I tuoi compagni di allenamento?
«Mio cugino Ignazio, che corre nella Trevigiani, e Michele Simoni, dilettante della Mantovani che abita anche lui a Palù di Giovo».
A proposito di Ignazio ti piacerebbe ritrovarlo tra i prof?
«Sarebbe un sogno! Siamo molto legati, abbiamo trascorso l’infanzia assieme, le prime gare sempre uni­ti, sperando di arrivare entrambi nella massima categoria. Ritrovarci adesso sarebbe il massimo».
Niente Giro d’Italia, ti vedremo alla Vuelta?
«Non lo so, né io né la squadra sia­mo sicuri che io sia pronto ad affrontare una grande corsa a tap­pe. Dicono che quest’anno sia davvero impegnativa, a me non dispiacerebbe essere al via. Ora il pensiero comunque è tutto al campionato italiano, nel mio Trentino, poi si vedrà. Mi farò trovare pronto e motivato per cercare il risultato in ogni corsa, grande o piccola che sia».
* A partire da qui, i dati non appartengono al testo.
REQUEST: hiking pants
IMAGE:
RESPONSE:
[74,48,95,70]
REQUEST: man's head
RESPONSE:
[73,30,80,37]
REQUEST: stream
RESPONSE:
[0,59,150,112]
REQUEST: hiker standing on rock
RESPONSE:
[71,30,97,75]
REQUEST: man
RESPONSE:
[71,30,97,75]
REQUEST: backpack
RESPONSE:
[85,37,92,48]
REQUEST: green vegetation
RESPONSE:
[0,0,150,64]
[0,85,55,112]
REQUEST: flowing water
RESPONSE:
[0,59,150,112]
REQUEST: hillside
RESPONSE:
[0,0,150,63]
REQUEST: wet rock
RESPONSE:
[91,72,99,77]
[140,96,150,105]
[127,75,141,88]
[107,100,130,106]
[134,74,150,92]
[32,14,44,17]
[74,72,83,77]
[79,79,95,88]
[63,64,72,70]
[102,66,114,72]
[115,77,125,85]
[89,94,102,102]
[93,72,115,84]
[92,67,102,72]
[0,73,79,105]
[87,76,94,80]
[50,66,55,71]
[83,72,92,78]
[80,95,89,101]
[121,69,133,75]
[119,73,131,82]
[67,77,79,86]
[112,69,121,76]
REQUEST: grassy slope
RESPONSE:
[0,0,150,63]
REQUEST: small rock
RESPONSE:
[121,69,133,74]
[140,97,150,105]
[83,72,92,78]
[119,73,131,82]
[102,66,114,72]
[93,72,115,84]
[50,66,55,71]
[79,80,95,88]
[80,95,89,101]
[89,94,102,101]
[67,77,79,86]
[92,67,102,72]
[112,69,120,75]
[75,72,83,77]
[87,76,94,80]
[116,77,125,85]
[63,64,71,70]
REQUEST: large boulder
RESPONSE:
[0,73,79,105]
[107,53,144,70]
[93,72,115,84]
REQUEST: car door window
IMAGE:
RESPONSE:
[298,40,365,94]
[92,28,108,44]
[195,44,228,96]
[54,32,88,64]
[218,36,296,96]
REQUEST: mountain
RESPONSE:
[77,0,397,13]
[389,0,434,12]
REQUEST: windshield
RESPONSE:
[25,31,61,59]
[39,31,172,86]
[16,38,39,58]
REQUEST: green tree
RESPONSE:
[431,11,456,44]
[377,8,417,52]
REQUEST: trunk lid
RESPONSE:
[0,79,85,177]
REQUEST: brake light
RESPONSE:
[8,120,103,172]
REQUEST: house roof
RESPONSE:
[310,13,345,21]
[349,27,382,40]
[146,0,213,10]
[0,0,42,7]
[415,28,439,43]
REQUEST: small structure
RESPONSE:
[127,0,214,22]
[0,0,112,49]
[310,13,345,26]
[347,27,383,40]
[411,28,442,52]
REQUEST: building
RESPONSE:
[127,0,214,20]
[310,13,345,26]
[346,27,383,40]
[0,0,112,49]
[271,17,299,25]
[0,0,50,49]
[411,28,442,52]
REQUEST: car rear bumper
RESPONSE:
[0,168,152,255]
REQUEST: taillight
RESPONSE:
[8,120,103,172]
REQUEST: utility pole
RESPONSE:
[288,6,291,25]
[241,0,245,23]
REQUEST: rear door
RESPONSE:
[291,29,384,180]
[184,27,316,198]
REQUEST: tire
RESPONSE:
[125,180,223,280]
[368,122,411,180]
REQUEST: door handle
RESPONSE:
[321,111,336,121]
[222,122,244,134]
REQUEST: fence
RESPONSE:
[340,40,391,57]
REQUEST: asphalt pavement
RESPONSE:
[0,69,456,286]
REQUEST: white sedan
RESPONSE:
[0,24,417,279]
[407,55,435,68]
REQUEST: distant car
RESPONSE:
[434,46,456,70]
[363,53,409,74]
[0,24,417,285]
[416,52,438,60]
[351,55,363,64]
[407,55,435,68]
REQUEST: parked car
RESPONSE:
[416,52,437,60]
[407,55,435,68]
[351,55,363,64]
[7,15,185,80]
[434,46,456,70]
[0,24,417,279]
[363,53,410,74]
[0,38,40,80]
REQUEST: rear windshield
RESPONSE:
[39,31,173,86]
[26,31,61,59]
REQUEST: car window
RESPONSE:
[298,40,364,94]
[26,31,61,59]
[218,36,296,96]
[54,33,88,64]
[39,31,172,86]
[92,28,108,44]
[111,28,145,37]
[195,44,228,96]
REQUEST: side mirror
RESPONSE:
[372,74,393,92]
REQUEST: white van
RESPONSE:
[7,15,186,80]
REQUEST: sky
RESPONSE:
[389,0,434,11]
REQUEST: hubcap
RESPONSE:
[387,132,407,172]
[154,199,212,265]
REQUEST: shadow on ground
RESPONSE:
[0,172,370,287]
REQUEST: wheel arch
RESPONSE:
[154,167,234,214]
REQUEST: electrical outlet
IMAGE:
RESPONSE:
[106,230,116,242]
Ti ricordi la tua prima gara?
«Certo! Da G3, finii 17° e non penso in corsa fossimo molti di più (sorride, ndr). Da piccolo ero ab­bastanza scarso, a ri­pen­sarci non so neanche io dove ho trovato la forza di andare avanti! I pri­mi risultati sono arrivati solo quando le gare hanno iniziato a presentare qualche salitella. La pri­ma vinta fu da G5 in mtb, una sorpresa per tutti. Sembrava im­pos­sibile che quel bambino ma­gro­lino con gli occhiali da miope fosse capace di vincere».
E la prima bici?
«Una Moser-Monteco­ro­na blu, di serie, uguale a quella di tutti gli altri giovanissimi della squadra. Ci credete che è ancora in giro? In questi giorni ho visto pedalare i ragazzini del paese e credo di averla adocchiata».
Il tuo terreno preferito?
«Mi piacciono i percorsi ondulati, le salite corte ma non cortissime. Diciamo che sopra i 3-4 km inizio a fare troppa fatica».
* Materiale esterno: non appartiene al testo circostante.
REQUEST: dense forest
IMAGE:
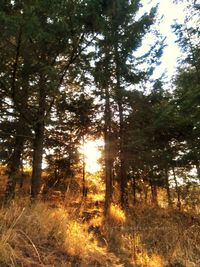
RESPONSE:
[0,0,200,267]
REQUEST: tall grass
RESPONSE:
[0,201,120,267]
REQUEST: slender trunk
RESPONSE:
[104,88,113,215]
[31,121,44,199]
[132,175,137,204]
[82,136,87,198]
[118,96,128,209]
[172,166,181,209]
[31,77,46,199]
[115,44,128,209]
[5,134,24,203]
[149,179,158,206]
[195,161,200,181]
[165,168,172,208]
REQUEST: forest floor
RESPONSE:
[0,189,200,267]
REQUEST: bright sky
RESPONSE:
[81,139,103,173]
[142,0,186,79]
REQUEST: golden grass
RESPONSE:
[99,205,200,267]
[0,201,121,267]
[109,204,126,225]
[0,196,200,267]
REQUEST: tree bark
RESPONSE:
[5,132,24,203]
[164,168,172,208]
[31,77,46,199]
[149,179,158,206]
[104,88,113,215]
[31,121,44,199]
[172,166,181,209]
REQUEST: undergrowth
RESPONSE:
[0,199,200,267]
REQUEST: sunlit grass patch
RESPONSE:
[0,201,121,267]
[109,204,126,224]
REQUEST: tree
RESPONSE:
[1,1,101,198]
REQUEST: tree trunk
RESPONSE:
[5,133,24,203]
[132,175,137,204]
[172,166,181,209]
[31,77,46,199]
[149,179,158,206]
[195,161,200,181]
[31,121,44,199]
[165,168,172,208]
[104,88,113,215]
[82,136,88,198]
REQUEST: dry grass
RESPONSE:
[0,201,120,267]
[0,196,200,267]
[102,205,200,267]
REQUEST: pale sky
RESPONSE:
[142,0,186,79]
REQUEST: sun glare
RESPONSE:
[80,139,103,173]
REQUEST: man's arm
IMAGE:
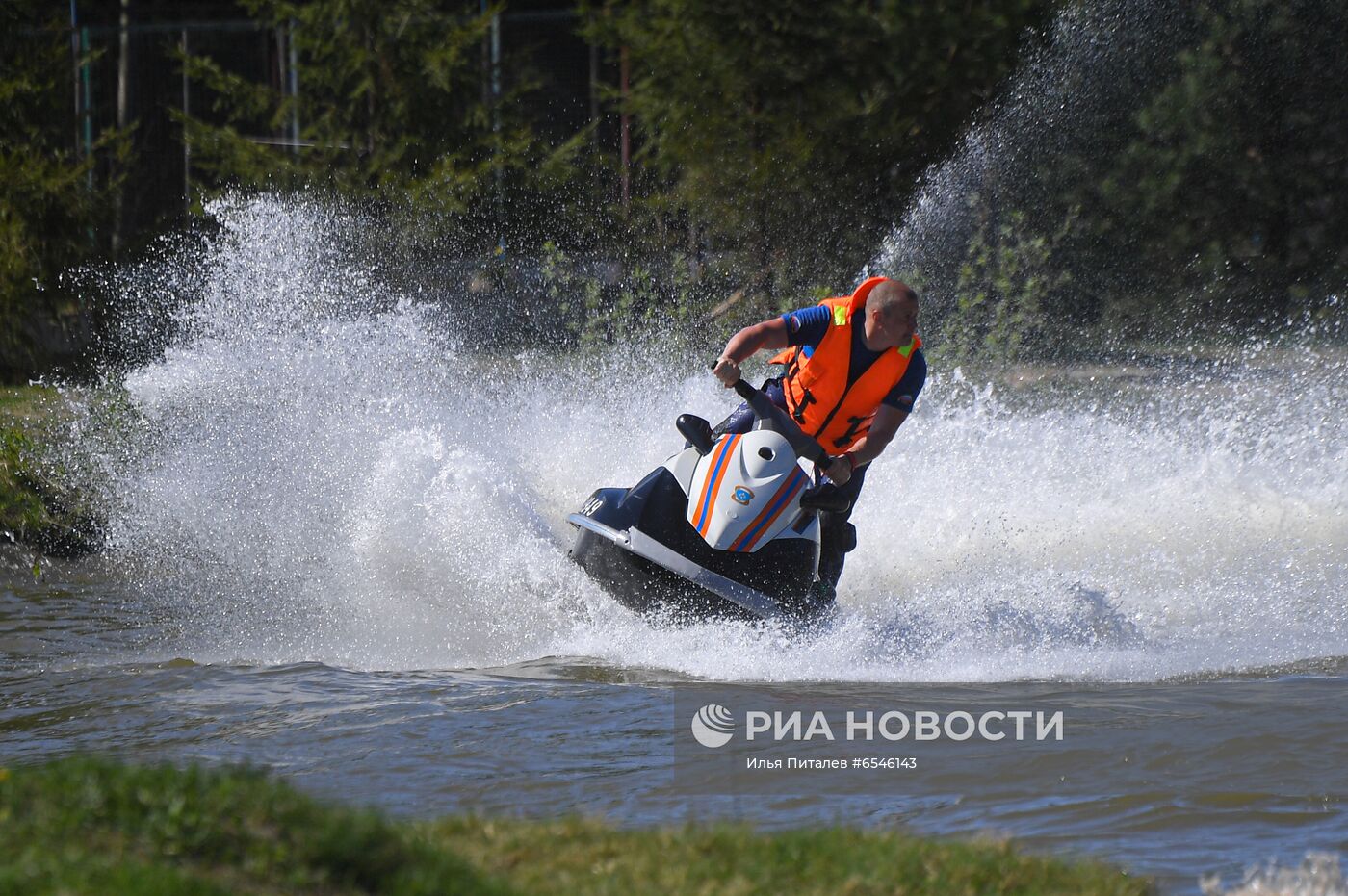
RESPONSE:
[712,318,788,388]
[825,404,909,485]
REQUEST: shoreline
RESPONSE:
[0,757,1156,896]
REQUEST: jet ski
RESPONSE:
[567,380,845,623]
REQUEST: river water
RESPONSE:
[0,199,1348,892]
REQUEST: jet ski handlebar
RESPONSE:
[731,377,829,468]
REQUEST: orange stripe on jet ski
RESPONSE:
[695,435,740,538]
[731,468,809,551]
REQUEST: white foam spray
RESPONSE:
[63,196,1348,680]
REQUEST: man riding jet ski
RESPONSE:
[569,277,926,619]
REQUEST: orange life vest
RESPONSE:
[772,277,922,454]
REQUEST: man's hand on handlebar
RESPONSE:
[712,354,741,388]
[823,454,852,485]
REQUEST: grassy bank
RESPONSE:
[0,385,95,556]
[0,758,1150,896]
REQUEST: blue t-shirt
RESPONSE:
[782,304,926,414]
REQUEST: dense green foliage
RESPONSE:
[586,0,1048,311]
[0,0,127,378]
[0,758,1150,896]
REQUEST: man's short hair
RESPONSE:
[866,280,918,310]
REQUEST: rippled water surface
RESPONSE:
[0,193,1348,890]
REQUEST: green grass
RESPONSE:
[0,385,95,556]
[0,758,1152,896]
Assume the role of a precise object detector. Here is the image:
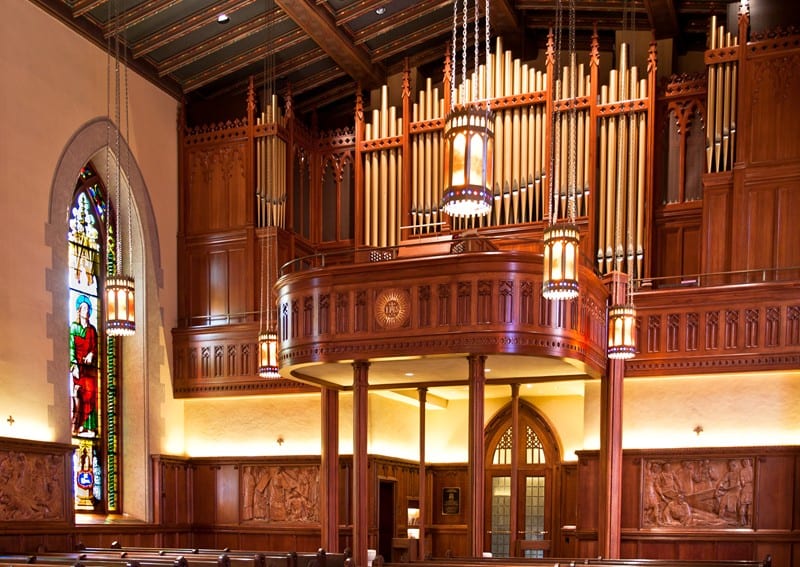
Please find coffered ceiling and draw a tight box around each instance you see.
[30,0,730,122]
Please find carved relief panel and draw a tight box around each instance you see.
[641,457,754,528]
[242,465,320,524]
[0,439,73,525]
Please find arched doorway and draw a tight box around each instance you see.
[484,396,561,557]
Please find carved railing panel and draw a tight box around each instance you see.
[278,251,608,375]
[625,282,800,376]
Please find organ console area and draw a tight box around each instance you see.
[0,3,800,567]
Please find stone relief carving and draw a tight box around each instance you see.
[642,458,753,528]
[242,465,319,524]
[0,451,65,521]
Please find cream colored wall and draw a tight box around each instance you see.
[583,372,800,449]
[0,0,183,518]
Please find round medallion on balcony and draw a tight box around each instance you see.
[375,288,410,329]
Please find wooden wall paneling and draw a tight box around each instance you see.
[215,464,241,524]
[550,463,578,557]
[700,173,738,284]
[712,539,756,565]
[184,230,250,326]
[739,33,800,166]
[753,454,800,530]
[620,457,642,529]
[152,455,192,526]
[0,438,75,531]
[678,540,720,561]
[577,451,600,532]
[775,178,800,280]
[192,463,219,524]
[182,139,253,235]
[652,201,703,286]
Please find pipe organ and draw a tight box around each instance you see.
[705,16,739,173]
[242,17,739,290]
[356,34,655,286]
[254,94,286,228]
[596,43,652,278]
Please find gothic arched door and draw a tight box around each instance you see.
[484,401,561,557]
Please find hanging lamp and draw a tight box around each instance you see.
[542,0,580,299]
[258,0,281,380]
[105,0,136,337]
[442,0,494,217]
[607,0,636,360]
[258,233,281,380]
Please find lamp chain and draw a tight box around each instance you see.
[114,3,122,275]
[120,6,133,276]
[548,0,563,225]
[450,0,458,111]
[461,0,469,103]
[567,0,578,223]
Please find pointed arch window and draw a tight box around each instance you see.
[67,163,121,514]
[484,401,561,557]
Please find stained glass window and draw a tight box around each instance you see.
[67,164,119,513]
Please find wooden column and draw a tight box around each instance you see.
[353,360,369,565]
[319,388,339,553]
[467,354,486,557]
[417,388,428,559]
[597,272,627,559]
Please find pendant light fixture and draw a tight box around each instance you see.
[258,232,281,380]
[258,0,281,380]
[607,0,636,360]
[442,0,494,217]
[542,0,580,299]
[106,3,136,336]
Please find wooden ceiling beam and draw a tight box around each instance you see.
[275,0,385,88]
[131,0,260,57]
[644,0,680,39]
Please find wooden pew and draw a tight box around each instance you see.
[384,556,772,567]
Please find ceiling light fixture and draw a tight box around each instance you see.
[542,0,580,299]
[258,0,281,380]
[442,0,494,217]
[106,4,136,337]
Personaggi di riferimento?
«Non mi ispiro a nessuno, ma cer­co di cogliere qua e là il meglio da uomini e don­ne che stimo, non so­lo sportivi. Ammiro l’astrofisica Mar­ghe­rita Hack e conosco a me­moria i film di Quentin Ta­ran­tino. Non ho cam­pioni da imitare però quando vincevano Gi­bo Simoni in bici e Valentino Rossi in moto ero contento. Pren­do spunto da tanti, tutto qui».
La tua gara dei sogni?
«Tra quelle di un giorno rispondo senza dubbio Liegi. Mi è piaciuto prendervi parte quest’anno e cre­do sia abbastanza adatta alle mie caratteristiche. Per i grandi Giri non posso ancora sapere quali sia­no i miei limiti perché non ne ho mai corso uno, ma non mi precluderei la possibilità di fare classifica, visto che a cronometro vado be­ne e il recupero è il mio forte. Pri­ma di risponderti devo provarne uno per dirti a cosa ambisco. In genere però sono uno che sogna in grande!».